I grew impatient, and demanded suspiciously, "Are you being neurotic again?"
That startled a giggle out of him. He eventually admitted, "I would have had to destroy the Stone."
"Why?!"
He rolled his eyes in supreme impatience. "To stop it falling into the hands of people who might use it to make actinides!"
"What are actinides?" I said absently, then, without waiting for a reply, "But you wanted it, to live forever!"
He contorted his face with the utmost hatred and said "You can't have everything you want in life, Potter. You can get rid of the bloody thing, or you can leave it knocking about in a world where people want to make weapons with it! It's a pretty fucking simple decision!" he shouted in frustration.
"But you want to live forever. More than anything else," I said in disbelief. "Although I suppose you've got Horcruxes..."
"You don't know as much about Horcruxes as you think you do. And for god's sake, Potter, listen to yourself! Would I live forever if there was a war? – I couldn't make the Elixir of Life if the Earth was a giant cinder. Would I want to live forever? No! It's simple! Simple!" he shouted, huffing furiously through his non-nose.
"You might have just locked it up somewhere so no-one could ever get at it."
"Yes, that really worked when Dumbledore was after my Horcruxes," he snarled; and then, improbably, sniggered. "I might have temporised," he admitted. "I might have convinced myself that nobody would find it for a few years, and put off making a decision... no, no, I would just never have tried taking the Elixir in the first place. What if it was addictive? Or simply highly enjoyable? It wouldn't be worth the temptation."
"True," I admitted.
"Besides," he said, shooting me a hostile glance, "what are you talking about – not believing me? You're still here, aren't you?"
"What?" I said, lost.
"You're still alive. I haven't killed you! You're the one who's prophesised to kill me, if you remember, but you're still here! I could have finished you off when I first met you," he said, staring, upset, into the middle distance, "but this was more important..."
Then, before I knew it, he'd jumped off his chair, run across the room and started banging his head violently against the top of a six-foot bookcase.

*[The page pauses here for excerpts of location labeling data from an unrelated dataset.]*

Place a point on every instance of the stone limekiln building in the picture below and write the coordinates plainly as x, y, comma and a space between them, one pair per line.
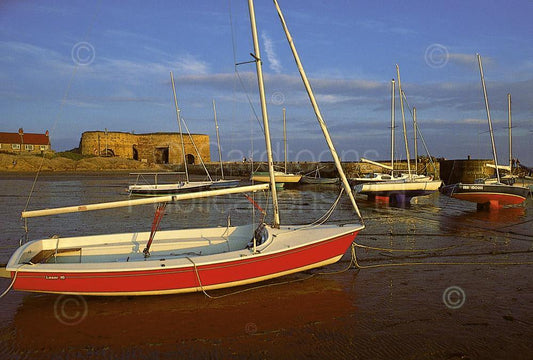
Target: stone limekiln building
24, 143
159, 148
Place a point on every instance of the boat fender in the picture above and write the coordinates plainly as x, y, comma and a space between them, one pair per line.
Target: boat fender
260, 236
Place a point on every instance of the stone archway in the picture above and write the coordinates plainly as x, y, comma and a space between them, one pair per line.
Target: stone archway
161, 155
108, 153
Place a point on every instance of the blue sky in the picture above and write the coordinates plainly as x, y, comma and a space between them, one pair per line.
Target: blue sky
74, 66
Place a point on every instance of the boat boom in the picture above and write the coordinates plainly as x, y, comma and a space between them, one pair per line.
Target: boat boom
134, 202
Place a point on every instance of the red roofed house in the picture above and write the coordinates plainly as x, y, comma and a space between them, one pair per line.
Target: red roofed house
21, 143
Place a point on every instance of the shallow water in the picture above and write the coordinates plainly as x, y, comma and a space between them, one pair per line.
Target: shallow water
463, 290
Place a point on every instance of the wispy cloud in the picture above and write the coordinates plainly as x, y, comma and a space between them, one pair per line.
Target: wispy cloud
381, 27
274, 63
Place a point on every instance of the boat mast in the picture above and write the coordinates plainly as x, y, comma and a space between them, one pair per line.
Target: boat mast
403, 122
285, 139
218, 141
261, 85
321, 122
393, 106
416, 149
179, 124
510, 137
494, 155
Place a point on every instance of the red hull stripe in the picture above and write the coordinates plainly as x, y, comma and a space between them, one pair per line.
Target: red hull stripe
485, 197
242, 271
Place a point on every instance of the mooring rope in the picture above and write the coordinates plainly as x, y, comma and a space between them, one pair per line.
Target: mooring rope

I leapt to my feet and ran over to him; put my arms around him and tried to drag him away. He pushed me away violently and carried on. Briefly I felt a great desire to leave him to it, or just to whack him over the head with a brick and hasten the process, but I tried again and managed to squeeze myself between him and the bookcase. At this he became still and I stood there silently hugging his body and observing the extreme scrawniness of his waist; I would like to say that I was silence out of sensitivity and good judgement, but in fact it was because I couldn't think of anything to say. I didn't have much to offer except Quidditch-Toned Muscles (TM) and body heat, so I gave them generously while meditating on my lack of sympathy and understanding. I ought to be able to soothe Voldemort, but I couldn't; I only knew how to bash him to bits. I supposed this was the same problem as smashing the prophecy and destroying the Stone and so on, and that it applied to nuclear wars as well, in that the various governments had invested a lot more in weaponry than they had in education and diplomacy and stuff; and now we would all have to learn how to be nice to each other, or else die horribly. At least, I thought, cheering up, I was doing better at it than poor old Voldemort.
"Anyway," he said at last in quite a normal voice, shrugging me off like a random encumbrance, "you're here, and the Philosopher's Stone isn't, and we're doing quite well, really. What's for dessert?"